# Machine Learning with R - Introduction

**Prerequisites (knowledge of topic)**

This course assumes no prior experience with machine learning or R, though it may be helpful to be familiar with introductory statistics and programming.

**Hardware**

A laptop computer is required to complete the in-class exercises.

**Software**

R (https://www.r-project.org/) and R Studio (https://www.rstudio.com/products/rstudio/) are available at no cost and are needed for this course.

**Course content**

Machine learning, put simply, involves teaching computers to learn from experience, typically for the purpose of identifying or responding to patterns or making predictions about what may happen in the future. This course is intended to be an introduction to machine learning methods through the exploration of real-world examples. We will cover the basic math and statistical theory needed to understand and apply many of the most common machine learning techniques, but no advanced math or programming skills are required. The target audience may include social scientists or practitioners who are interested in understanding more about these methods and their applications. Students with extensive programming or statistics experience may be better served by a more theoretical course on these methods.

**Structure**

The course will be designed to be interactive, with ample time for hands-on practice with the Machine Learning methods. Each day will include several lectures based on a Machine Learning topic, in addition to hands-on “lab” sections to apply the learnings to new datasets (or your own data, if desired).

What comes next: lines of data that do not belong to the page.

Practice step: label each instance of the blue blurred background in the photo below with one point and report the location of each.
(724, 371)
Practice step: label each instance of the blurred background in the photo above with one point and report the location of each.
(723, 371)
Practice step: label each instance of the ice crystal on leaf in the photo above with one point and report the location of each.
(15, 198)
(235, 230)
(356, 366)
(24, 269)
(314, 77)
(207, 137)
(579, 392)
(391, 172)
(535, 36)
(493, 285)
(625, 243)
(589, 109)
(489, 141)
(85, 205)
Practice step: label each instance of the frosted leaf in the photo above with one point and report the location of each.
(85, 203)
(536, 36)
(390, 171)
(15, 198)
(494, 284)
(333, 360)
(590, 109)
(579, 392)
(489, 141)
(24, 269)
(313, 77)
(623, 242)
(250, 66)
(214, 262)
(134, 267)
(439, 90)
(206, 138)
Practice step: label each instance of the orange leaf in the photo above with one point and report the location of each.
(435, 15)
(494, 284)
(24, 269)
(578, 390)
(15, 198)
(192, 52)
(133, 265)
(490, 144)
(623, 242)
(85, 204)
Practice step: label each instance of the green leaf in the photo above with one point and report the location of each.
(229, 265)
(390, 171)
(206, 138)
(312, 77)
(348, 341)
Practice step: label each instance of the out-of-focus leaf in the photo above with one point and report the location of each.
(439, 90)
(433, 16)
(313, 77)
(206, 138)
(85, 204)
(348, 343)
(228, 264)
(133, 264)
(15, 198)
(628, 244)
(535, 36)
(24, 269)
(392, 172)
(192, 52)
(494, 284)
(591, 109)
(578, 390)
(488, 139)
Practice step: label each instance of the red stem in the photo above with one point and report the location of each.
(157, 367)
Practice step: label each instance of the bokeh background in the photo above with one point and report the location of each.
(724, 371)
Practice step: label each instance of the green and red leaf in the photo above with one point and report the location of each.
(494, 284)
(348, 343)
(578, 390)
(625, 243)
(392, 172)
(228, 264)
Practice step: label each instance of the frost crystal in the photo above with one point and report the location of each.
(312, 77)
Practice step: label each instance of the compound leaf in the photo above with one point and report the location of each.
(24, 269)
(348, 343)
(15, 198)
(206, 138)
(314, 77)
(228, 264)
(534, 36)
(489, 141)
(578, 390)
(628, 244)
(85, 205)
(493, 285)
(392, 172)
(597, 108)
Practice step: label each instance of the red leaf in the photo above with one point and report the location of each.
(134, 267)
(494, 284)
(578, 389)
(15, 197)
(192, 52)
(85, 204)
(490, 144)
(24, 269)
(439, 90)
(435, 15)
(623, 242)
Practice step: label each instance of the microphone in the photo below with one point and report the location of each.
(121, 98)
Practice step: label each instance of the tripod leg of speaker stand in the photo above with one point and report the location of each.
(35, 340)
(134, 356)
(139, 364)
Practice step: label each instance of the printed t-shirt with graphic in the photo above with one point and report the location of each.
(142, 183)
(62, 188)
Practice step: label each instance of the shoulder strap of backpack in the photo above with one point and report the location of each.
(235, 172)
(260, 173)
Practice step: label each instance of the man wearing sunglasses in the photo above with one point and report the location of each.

The schedule will be as follows:

*Day 1:* Introducing Machine Learning with R

- How machines learn
- Using R, R Studio, and R Markdown
- k-Nearest Neighbors
- Lab sections – installing R, using R Markdown, choosing own dataset (if desired)

*Day 2: *Intermediate ML Methods – Classification Models

- Quiz on Day 1 material
- Naïve Bayes
- Decision Trees and Rule Learners
- Lab sections – practicing with Naïve Bayes and decision trees

*Day 3: *Intermediate ML Methods – Numeric Prediction

- Quiz on Day 2 material
- Linear Regression
- Regression trees
- Logistic regression
- Lab sections – practicing with regression methods

*Day 4:* Advanced Classification Models

- Quiz on Day 3 material
- Neural Networks
- Support Vector Machines
- Random Forests
- Lab section – practice with neural networks, SVMs, and random forests

*Day 5: *Other ML Methods

- Quiz on Day 4 material
- Association Rules
- Hierarchical clustering
- k-Means clustering
- Lab section – practice with these methods, work on final report

**Literature**

**Mandatory**

Machine Learning with R (2nd ed.) by Brett Lantz (2015). Packt Publishing

**Supplementary / voluntary**

None required.

**Mandatory readings before course start**

Please install R and R Studio on your laptop prior to the 1st class. Be sure that these are working correctly and that external packages can be installed. Instructions for doing this are in the first chapter of Machine Learning with R.

**Examination part**

60% of the course grade will be based on a project and final report (approximately 2-3 pages), to be delivered within 2-3 weeks after the course in R Notebook format. This will be graded based on its use of the methods covered in class as well as making appropriate conclusions from the data. The remaining 40% will be based on four short quizzes, which are based on the topics covered on the previous day.

**Supplementary aids**

Students may reference literature and class materials as needed when writing the final project report. The short in-class quizzes will be closed book and will measure the student’s understanding of the material covered in the previous day’s class.

**Examination content**

The final project report should illustrate an ability to apply machine learning methods to a new dataset, which may be on a topic of the student’s choosing. The student should explore the data and explain the methods applied.

**Literature**

The quiz material will be based entirely on the lecture material, which is based on the required book, Machine Learning with R (2nd edition). Note that the lectures may include a small amount of additional material not found in the book.